How am I to put into practice what these words inspire me to do? God’s goodness for me is inviting me to deal with others with the same goodness. The idea that the heart of God is a bottomless pit full of goodness, ready to move our hearts with the plenitude of his mercy encourages me to be attentive, available, open, kind and gentle with the people I meet every day. I have learned what it means to be close to the people, to smile more and I see how this helps me to have a better relationship with them. I have come to realise this myself and I recommend it to everyone. A smile can bring relief to the weary, encourages those under trial, and it is a good remedy in times of sadness. As a child I was carefree, joyful, but with the passage of time, cares and worries made me too serious, even silent and melancholy. Today I seem to have recovered the serenity which I needed and still need to have, with God’s help, better relationships with others.
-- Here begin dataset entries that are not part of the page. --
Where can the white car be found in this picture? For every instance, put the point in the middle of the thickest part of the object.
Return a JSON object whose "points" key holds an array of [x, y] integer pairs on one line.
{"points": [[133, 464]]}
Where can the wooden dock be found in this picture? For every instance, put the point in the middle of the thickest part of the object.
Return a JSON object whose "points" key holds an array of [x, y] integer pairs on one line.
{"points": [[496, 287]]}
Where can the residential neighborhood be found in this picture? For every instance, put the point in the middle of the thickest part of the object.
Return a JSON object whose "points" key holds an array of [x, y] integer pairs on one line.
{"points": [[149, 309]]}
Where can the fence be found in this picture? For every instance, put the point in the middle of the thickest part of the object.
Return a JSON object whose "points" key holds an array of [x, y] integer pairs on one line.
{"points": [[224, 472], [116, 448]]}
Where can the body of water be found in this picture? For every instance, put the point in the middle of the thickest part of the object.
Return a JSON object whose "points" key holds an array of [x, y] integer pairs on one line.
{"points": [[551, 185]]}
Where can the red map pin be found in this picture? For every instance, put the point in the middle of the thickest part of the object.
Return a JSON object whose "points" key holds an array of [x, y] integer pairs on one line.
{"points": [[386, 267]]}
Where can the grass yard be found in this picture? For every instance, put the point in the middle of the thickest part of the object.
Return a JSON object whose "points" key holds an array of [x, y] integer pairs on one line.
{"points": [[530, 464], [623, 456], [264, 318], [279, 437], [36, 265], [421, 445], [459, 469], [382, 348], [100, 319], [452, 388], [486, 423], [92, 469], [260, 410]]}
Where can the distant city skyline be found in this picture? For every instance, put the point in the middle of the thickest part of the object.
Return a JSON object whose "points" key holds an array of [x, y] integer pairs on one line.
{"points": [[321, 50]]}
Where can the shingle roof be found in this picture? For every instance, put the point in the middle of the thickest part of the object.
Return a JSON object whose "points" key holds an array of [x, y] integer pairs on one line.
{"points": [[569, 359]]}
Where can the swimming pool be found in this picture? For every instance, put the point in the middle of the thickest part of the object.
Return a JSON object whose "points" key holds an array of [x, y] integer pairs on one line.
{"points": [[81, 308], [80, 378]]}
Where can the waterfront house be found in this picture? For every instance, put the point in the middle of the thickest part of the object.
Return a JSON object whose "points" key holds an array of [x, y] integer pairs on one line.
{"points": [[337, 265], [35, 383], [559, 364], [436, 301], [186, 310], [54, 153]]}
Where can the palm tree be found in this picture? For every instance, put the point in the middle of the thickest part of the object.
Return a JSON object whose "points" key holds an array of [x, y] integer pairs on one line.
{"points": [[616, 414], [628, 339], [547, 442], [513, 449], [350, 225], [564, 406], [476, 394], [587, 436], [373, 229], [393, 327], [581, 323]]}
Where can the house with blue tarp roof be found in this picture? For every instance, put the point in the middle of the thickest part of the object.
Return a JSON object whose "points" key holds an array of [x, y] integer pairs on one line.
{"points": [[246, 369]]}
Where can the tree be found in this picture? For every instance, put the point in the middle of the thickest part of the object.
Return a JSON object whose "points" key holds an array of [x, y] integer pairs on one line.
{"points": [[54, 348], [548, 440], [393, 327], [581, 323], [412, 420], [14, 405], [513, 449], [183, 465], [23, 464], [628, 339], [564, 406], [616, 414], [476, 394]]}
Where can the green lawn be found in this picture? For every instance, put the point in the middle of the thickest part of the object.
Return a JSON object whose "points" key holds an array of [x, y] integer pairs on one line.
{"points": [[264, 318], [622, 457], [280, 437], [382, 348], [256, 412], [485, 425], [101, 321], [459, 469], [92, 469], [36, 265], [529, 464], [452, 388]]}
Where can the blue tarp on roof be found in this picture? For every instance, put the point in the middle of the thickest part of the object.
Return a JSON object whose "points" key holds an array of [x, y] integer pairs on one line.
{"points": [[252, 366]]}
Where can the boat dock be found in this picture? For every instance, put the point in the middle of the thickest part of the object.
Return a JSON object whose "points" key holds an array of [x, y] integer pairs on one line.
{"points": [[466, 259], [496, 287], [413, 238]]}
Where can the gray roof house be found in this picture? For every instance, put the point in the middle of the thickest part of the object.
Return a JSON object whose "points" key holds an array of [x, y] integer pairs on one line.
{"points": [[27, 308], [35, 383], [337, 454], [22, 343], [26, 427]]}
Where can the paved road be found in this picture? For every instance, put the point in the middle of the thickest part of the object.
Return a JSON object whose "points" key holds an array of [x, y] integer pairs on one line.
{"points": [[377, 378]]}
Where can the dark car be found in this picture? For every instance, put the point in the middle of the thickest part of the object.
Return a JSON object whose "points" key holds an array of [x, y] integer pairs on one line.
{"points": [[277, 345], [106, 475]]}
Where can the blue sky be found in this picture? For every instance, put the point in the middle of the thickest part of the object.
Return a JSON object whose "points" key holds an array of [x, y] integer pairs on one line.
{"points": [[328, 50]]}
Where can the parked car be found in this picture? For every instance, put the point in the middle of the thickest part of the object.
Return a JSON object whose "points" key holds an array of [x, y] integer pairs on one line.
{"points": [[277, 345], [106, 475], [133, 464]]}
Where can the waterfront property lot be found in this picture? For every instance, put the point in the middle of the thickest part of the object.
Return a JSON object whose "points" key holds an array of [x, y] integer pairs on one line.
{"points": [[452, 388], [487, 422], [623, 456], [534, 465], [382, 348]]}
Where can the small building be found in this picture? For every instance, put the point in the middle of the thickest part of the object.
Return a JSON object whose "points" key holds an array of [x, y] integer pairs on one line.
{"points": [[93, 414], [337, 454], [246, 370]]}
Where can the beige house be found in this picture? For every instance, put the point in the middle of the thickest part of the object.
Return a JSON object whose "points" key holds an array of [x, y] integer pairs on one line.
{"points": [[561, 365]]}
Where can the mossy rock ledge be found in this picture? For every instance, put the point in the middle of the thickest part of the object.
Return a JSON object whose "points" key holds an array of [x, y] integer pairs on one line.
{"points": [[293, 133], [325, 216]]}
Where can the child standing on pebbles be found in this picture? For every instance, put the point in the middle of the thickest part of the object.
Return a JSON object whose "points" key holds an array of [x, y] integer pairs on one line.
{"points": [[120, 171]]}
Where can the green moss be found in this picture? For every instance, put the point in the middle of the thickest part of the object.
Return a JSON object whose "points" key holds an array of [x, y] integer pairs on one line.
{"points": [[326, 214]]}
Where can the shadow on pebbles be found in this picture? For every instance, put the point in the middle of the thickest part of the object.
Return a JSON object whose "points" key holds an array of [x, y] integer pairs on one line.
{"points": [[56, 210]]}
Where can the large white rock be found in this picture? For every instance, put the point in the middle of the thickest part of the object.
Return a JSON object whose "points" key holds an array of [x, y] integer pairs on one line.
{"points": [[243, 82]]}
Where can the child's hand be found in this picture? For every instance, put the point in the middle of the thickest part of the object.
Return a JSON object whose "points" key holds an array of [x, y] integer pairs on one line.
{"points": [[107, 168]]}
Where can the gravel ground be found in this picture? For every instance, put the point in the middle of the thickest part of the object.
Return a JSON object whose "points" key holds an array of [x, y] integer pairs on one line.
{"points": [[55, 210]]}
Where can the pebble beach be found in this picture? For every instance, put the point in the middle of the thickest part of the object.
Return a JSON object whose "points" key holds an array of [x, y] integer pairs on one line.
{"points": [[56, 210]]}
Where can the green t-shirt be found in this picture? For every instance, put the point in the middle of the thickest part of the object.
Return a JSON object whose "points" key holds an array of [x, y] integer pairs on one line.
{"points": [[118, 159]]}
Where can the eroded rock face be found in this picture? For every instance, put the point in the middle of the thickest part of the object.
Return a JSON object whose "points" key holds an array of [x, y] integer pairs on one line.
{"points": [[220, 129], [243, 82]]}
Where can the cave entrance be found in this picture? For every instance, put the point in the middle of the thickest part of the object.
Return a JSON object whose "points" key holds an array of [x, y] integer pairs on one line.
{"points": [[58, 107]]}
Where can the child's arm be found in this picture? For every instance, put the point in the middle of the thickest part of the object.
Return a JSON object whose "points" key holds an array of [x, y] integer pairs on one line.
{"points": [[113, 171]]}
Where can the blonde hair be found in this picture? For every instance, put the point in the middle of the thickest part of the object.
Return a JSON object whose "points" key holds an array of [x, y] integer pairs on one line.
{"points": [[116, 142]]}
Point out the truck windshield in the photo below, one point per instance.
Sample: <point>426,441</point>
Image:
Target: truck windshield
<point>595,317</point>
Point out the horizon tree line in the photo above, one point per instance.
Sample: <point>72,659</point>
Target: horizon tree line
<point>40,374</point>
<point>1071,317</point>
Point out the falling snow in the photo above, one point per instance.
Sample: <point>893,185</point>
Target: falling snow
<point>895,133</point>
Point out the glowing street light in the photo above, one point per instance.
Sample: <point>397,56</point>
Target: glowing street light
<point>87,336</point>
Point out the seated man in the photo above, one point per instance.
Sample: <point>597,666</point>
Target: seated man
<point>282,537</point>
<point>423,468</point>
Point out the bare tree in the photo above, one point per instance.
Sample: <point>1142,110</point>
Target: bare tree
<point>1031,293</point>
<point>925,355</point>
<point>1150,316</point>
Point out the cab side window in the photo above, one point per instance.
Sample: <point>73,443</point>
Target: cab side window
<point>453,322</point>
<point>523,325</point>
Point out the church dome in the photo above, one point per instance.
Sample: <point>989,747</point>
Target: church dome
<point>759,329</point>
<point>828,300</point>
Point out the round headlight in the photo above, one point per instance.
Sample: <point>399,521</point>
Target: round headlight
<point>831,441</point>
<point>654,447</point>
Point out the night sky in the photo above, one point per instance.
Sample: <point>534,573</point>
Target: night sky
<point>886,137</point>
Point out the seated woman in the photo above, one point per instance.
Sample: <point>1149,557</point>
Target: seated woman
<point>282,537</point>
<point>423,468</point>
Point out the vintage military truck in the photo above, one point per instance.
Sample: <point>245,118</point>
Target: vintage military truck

What should I be particularly careful about? I need to have more trust in God, especially in times of fatigue and weaknesses. I would also like to be more fully aware that it is by having my eyes fixed on the Lord and on his love for me and for others, that a better world is possible, a world in which respect and humanity reign supreme. I would like to deepen my faith in the Incarnation of the Word; I would like to look at the world and its inhabitants with the eyes of Jesus Christ as Pope Francis expresses it in his Encyclical Lumen Fidei (18). The life of Christ, how he knows his Father and lives in total relationship with him, opens a new experience of humanity into which we are invited. To allow us to know it, to accept it and follow it, the Son of God took our flesh. Christian Faith is faith in the Incarnation of the Word made flesh and in the Resurrection of his body... faith in a God who became of us and entered our history. Faith in the Son of God made man in Jesus of Nazareth doesn’t separate us from reality, but allows us to accept its deepest meaning, to discover how much God loves this world which he constantly invites towards himself. This engages the Christian to live more intensely his journey on this earth.
Indeed God loves us. Let’s remember what our Founder says here: It so pleased God to be loved. God has no need of anything, he only asked to be loved. Let’s be conquered by the God-of-Love. Let us love as he loves; let us love since he loves. Let’s be united to Jesus: let us love through him and with him.” Let us walk along this path to follow the Heart of Jesus and to be children of Saint Michael leading us with his example towards holiness.


Prayer

Father, who lavished upon humanity the riches of your love, take care of us, your pilgrim children, so that, by contemplating your mysterious plan of salvation, we may discover in the Face of your Son, who became one of us, the unveiled image of your infinite love.
My Lord, open our hearts so that we may recognize in each suffering human being your face and your presence. Help us to bear witness to the Gospel through a smile, a word, a sign of affection. Make us sympathetic towards people, and give us the strength to instill in them hope in your Son, Jesus, since in him only our lives find a sense of purpose and our death light.
Through the intercession of our Mother, Our Lady of Betharram, and our father St Michael Garicoits, grant us to marvel again at your love made flesh and guide us towards You and towards our brothers and sisters; help us commit ourselves more and more to serving them “with a great heart and a generous spirit”. Amen.